Climate Change Vulnerability and Impacts Analysis in Kenya  [PDF]
Samwel N. Marigi
American Journal of Climate Change (AJCC) , 2017, DOI: 10.4236/ajcc.2017.61004
Abstract: In this paper, observed climate change impacts in the country were collated and tabulated to provide the baseline information on the prevalent climate hazards associated with the impacts. Available climate and socio-economic datasets for the country were then subjected to the GeoClim software analyses in order to generate the spatial patterns of exposure, sensitivity and adaptive capacity parameters. Composite layers of these parameters were overlayed to generate the vulnerability map. Finally, effectiveness of the country’s existing policies and capacities in addressing the vulnerabilities has been evaluated.

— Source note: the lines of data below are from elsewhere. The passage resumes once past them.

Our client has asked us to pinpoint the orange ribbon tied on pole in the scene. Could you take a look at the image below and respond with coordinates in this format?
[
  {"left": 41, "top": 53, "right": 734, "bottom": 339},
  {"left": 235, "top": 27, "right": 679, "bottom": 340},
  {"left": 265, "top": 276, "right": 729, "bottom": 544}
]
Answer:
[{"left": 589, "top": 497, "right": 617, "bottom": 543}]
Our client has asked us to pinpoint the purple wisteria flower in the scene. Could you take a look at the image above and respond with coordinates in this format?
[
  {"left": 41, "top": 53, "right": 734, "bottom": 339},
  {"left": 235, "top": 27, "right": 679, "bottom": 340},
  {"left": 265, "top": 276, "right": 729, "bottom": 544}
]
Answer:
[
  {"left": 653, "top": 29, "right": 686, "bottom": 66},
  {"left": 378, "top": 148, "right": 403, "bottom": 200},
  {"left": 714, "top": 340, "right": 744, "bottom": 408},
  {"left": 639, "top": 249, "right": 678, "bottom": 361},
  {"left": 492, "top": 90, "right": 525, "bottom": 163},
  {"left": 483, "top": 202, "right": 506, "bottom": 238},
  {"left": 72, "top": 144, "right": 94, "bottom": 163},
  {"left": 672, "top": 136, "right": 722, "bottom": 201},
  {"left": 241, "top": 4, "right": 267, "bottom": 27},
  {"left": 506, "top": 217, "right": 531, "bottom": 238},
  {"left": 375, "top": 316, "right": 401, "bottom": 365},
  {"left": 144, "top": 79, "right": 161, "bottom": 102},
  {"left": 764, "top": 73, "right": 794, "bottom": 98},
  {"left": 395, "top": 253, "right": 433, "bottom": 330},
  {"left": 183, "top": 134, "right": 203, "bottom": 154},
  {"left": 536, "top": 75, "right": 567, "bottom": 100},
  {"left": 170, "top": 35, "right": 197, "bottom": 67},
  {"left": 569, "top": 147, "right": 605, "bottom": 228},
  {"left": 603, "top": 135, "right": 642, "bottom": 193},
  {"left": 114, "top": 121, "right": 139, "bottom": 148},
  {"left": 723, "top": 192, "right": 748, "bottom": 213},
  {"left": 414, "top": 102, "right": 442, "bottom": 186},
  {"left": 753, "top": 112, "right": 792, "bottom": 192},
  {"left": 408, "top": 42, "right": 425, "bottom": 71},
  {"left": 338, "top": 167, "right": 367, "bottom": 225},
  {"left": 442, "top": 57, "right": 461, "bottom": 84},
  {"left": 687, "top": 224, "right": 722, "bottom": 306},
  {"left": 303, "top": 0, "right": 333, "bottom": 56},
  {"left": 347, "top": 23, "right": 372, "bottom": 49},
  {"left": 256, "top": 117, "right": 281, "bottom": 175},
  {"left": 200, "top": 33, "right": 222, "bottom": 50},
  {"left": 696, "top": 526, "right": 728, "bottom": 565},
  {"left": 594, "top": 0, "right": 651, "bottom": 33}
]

Results have revealed that the entire country is vulnerable. However, the Northern parts as well as the Southern tip of the coastal strip are the most vulnerable. Flood and drought hazards result in the greatest impacts to the Kenyan society. Significant gaps and weaknesses have been observed in the existing policies and capacities which render them inadequate to effectively address the vulnerability. It is concluded that the country urgently requires a raft of measures to address the current and future vulnerabilities presented by climate change.